Accordingly, it is expected to have some impact on achieving the growth rate forecast for next year. On the 24th, the Bank of Korea presented a revised economic outlook, lowering next year's growth rate by 0.1 percentage points from the May forecast to 2.2%, which reflected the government expenditure scale before the cuts. Amid already significant uncertainties surrounding next year's growth rate due to factors such as the Chinese economy, semiconductor exports, and international oil prices, the government's reduction in spending has shaken even the early 2% growth rate.

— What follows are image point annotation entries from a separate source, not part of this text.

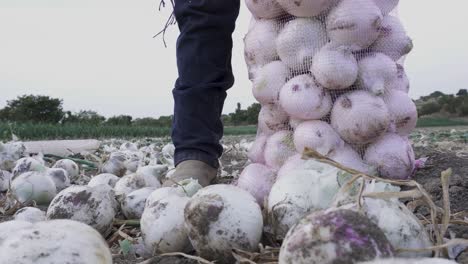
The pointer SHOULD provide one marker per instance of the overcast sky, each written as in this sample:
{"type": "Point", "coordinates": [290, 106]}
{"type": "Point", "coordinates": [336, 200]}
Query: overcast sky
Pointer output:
{"type": "Point", "coordinates": [101, 54]}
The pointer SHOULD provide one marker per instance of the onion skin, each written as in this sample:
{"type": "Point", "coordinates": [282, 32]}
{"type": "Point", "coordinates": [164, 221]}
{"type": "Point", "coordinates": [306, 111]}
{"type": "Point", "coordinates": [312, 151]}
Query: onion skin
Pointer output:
{"type": "Point", "coordinates": [335, 67]}
{"type": "Point", "coordinates": [354, 23]}
{"type": "Point", "coordinates": [317, 135]}
{"type": "Point", "coordinates": [257, 179]}
{"type": "Point", "coordinates": [360, 117]}
{"type": "Point", "coordinates": [376, 72]}
{"type": "Point", "coordinates": [401, 83]}
{"type": "Point", "coordinates": [305, 8]}
{"type": "Point", "coordinates": [269, 81]}
{"type": "Point", "coordinates": [259, 43]}
{"type": "Point", "coordinates": [403, 112]}
{"type": "Point", "coordinates": [256, 152]}
{"type": "Point", "coordinates": [393, 157]}
{"type": "Point", "coordinates": [279, 147]}
{"type": "Point", "coordinates": [335, 236]}
{"type": "Point", "coordinates": [393, 40]}
{"type": "Point", "coordinates": [298, 42]}
{"type": "Point", "coordinates": [302, 98]}
{"type": "Point", "coordinates": [271, 119]}
{"type": "Point", "coordinates": [264, 8]}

A Bank of Korea official explained, "The impact of the government's next year's budget on the growth rate needs further analysis," adding, "The expenditure growth rate is lower than the amount stated in last year's medium-term fiscal plan." The reduction in government spending next year indicates that the economic outlook and tax revenue base are unstable. According to the Ministry of Economy and Finance, due to poor corporate performance and a slowdown in consumption, national tax revenue is expected to decrease by 13.6 trillion won compared to this year.
The problem is that despite the reduction in next year's government budget, fiscal soundness is expected to worsen. The Bank of Korea initially anticipated that, as the government maintains a sound fiscal stance, the management fiscal balance deficit ratio relative to GDP would remain in the mid-2% range until next year. However, when the figures were revealed yesterday, it showed 3.9%, a significant difference from expectations. This is not only higher than this year's 2.6% but also exceeds the fiscal rule standard (within 3%) that the government is pushing to introduce.
The management fiscal balance is an indicator used to assess the government's fiscal soundness; a higher deficit ratio relative to GDP means a worse fiscal situation. Although fiscal soundness is not directly linked to the growth rate, it affects the overall economy both directly and indirectly. A Bank of Korea official said, "Recently, the United States had its credit rating downgraded due to fiscal issues," and explained, "(Fiscal soundness) is an important indicator for evaluating the government's fiscal capacity, so it is reviewed and assessed when making forecasts."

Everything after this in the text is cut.